Applying our knowledge of risk factors that contribute to disease requires appropriate statistical methods and software that can integrate different sources of information, provide statistical assessment of combined risk, and allow interpretation of risk conferred. REGENT achieves all these aims in a flexible framework of risk assessment. The package will be of value to genetic researchers interested in exploring the utility of the variants detected for their disorder, and to clinical researchers performing the first generation of genetic risk assessment studies.

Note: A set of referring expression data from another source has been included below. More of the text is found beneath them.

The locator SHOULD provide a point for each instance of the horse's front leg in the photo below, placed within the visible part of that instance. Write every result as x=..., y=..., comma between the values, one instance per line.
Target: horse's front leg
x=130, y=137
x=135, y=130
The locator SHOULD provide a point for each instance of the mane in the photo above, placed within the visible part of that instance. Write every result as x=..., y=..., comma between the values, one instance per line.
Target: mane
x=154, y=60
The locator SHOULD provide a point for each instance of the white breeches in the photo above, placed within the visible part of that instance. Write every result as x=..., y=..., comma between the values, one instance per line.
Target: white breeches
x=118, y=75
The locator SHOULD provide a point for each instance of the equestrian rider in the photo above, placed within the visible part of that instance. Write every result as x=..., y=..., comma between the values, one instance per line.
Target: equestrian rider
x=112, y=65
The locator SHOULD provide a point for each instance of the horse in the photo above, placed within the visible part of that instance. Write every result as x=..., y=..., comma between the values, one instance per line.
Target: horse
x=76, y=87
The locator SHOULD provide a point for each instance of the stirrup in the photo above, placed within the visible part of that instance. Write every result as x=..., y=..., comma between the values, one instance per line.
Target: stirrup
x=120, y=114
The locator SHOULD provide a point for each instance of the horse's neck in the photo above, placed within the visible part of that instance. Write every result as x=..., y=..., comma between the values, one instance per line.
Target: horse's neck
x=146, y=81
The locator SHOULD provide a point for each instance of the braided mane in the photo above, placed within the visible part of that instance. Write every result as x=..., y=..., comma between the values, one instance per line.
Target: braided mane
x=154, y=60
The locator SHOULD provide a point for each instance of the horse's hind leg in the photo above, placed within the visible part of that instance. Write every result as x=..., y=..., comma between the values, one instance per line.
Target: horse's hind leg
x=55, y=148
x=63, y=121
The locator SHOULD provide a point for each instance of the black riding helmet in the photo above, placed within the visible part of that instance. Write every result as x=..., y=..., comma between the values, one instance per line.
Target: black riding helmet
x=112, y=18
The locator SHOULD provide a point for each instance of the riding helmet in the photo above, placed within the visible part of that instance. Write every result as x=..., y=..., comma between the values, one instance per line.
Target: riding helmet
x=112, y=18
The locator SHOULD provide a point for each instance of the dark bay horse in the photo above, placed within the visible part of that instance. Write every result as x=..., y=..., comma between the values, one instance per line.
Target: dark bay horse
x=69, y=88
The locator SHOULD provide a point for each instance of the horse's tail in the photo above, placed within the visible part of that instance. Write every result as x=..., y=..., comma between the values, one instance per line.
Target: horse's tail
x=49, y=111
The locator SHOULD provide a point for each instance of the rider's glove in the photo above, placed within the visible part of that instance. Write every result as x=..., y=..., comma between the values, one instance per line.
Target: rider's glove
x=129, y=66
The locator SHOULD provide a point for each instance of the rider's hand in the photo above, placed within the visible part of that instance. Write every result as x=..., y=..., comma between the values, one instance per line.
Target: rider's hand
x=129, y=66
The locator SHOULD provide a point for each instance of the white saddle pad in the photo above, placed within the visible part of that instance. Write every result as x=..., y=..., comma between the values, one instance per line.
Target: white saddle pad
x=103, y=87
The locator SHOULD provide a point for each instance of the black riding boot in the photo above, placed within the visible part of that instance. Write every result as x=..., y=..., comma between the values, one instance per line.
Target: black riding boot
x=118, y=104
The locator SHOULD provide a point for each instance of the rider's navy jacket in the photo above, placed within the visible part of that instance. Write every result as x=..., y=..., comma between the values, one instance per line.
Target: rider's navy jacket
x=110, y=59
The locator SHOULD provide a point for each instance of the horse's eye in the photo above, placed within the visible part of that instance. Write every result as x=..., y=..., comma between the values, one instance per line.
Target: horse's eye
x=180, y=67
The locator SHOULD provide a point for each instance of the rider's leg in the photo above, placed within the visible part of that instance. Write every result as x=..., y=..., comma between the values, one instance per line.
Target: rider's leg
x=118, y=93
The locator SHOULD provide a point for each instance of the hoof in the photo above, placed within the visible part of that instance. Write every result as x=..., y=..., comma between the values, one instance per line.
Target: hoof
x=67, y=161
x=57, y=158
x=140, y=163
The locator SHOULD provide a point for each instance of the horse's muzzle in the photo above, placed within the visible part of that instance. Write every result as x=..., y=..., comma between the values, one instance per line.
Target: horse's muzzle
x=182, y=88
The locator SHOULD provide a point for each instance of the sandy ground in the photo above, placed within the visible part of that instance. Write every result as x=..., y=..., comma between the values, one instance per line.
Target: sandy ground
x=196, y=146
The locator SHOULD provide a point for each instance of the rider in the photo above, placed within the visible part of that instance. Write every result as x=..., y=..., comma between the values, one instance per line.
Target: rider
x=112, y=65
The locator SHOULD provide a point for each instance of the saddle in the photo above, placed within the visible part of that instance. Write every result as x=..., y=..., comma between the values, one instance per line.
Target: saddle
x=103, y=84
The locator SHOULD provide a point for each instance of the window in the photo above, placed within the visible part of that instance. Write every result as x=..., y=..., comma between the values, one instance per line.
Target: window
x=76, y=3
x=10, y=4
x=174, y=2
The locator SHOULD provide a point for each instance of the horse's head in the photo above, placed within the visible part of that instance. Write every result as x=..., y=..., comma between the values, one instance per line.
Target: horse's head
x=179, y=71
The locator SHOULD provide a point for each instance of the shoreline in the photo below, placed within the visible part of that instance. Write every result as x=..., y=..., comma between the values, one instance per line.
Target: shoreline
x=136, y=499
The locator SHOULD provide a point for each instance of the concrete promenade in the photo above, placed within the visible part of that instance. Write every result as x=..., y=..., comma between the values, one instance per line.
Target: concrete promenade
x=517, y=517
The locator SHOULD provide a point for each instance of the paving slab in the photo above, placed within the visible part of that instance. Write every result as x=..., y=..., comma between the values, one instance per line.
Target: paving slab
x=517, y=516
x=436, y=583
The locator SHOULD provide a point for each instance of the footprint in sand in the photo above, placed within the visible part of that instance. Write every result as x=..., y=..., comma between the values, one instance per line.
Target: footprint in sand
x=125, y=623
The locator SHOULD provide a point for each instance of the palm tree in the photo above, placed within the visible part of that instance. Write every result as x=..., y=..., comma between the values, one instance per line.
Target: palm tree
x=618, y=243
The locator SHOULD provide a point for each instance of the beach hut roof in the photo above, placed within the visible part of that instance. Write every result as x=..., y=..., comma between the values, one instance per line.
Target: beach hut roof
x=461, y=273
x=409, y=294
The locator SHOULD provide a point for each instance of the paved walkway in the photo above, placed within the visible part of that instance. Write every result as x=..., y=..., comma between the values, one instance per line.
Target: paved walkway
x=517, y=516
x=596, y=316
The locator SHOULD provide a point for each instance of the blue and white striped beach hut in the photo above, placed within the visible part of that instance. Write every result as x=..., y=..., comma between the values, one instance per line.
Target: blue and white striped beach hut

For any model, it is essential to understand underlying assumptions and data input requirements. The model applied in REGENT assumes that all genetic and environmental risk factors contribute independently to disease risk, with no gene–gene, gene–environment or environment–environment interaction present (although such interactions may be modelled through a multilevel risk factor in the environmental component of the model). REGENT allows the user to input parameter estimates from different studies, which have tested relevant risk factors. This approach enables the user to select the most appropriate study for each risk factor, for example, using genetic estimates from large meta-analyses of genome-wide association studies, and environmental estimates from large well-designed case–control or cohort studies. However, the method has limitations. The model provides no internal assessment of independence of the risk factors. Most genetic studies analyse single SNPs, and test for independent signals of association within a short genetic region, but not across regions. Our model follows the protocol of these studies by using each SNP as an independent predictor of disease status, which allows REGENT input parameters to be extracted from standard GWAS output. However, a joint analysis of SNPs from a GWA study may give risk estimates different from the single SNP analysis.7 Such challenges could be circumvented by analysing genetic and environmental risk factors in large cohort studies to determine a good prediction model. In practice, few suitable studies are available and REGENT provides an in silico solution to combine genetic and environmental risk factors.

REGENT has two major applications of interest to genetic researchers. Firstly, it enables them to explore the population-level implications of genetic findings using output of the distribution of RRs in the population and the proportion of the population classified into different risk categories. Secondly, it can be used to estimate RRs of disease for specific individuals from their profile of genetic and environmental risk factors. For this analysis, it is crucial that studies chosen to provide model-input parameters are appropriate for the individuals to be analysed so that risk estimates are applicable.

The genetic RR estimation model used in REGENT is similar to that used by direct-to-consumer genetic testing companies such as 23andme and deCODEme, but it extends the functionality of their models by allowing environmental factors to be included and by calculating CIs for risk estimates. REGENT’s risk categorisation algorithm provides a statistically valid measure of an individual's disease risk relative to a baseline member of the population, but also allows users to extract risk estimation relevant to their disorder. For example, REGENT can give information on the 10%, 5% or 1% of population at highest risk for whom specific interventions may be relevant. Any application of genetic prediction model through REGENT will need to be validated. Future applications of these methods may determine appropriate access to therapeutic interventions or lifestyle-modification programmes, ensuring that the decision-making process is based on statistically significant increases in risk.